Cuando pensábamos que la concepción de una dieta detox no podía ser más radical y extrema en lo que a rutinas alimentarias de adelgazamiento se refiere, éstas se materializan en una nueva modalidad que va un paso más allá: la dieta del ayuno intermitente. De esta forma, la ingesta nutricional diaria se reduce a alimentos líquidos -unas 500 calorías en el caso de las mujeres- que pueden ir desde los clásicos zumos de frutas hasta infusiones, tés o caldos de verduras. La base de este régimen pretende conseguir una reducción efectiva del estrés, la rehidratación de la piel y, por supuesto, la pérdida tanto de toxinas como de grasa corporal.

Concepción de la dieta del ayuno intermitente

Los profesionales de la nutrición que defienden la necesidad de este tipo de dietas desintoxicantes argumentan que éstas reducen los niveles de la hormona IGF-1 que, supuestamente, tiene efectos anabolizantes e incrementa el riesgo de padecer enfermedades severas como el cáncer. Por otra parte, los detractores de la dieta del ayuno intermitente no sólo alertan sobre las mitificaciones en las relaciones de los alimentos con la curación de enfermedades sino que también avisan de la susceptibilidad de generar problemas digestivos, hipoglucemia o estreñimiento, especialmente en aquellos casos en los que no se incrementa consecuentemente el consumo de agua.
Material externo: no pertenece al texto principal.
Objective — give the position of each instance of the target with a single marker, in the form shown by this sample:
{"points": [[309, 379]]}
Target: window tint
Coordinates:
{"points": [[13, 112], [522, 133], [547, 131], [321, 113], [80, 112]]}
Los días de ayuno en esta rutina alimenticia se caracterizan por el bajo aporte calórico que recibe el organismo, recomendándose el consumo de alimentos como las manzanas, el apio, el limón, las zanahorias, la cebolla, el puerro, el hinojo, el nabo o ciertas clases de algas. Si pese a las advertencias, decidimos llevarla a cabo, hay que tener en cuenta que la alimentación en las jornadas en las que no se ayuna ha de ser equilibrada en el aporte de macronutrientes.

A tenor de lo dicho, recomendamos encarecidamente a cualquier mujer que pretenda seguir una dieta depurativa que consulte previamente con un profesional de la nutrición, de forma que los aportes alimenticios sean consecuentes con el tipo de metabolismo y los objetivos que se pretendan conseguir.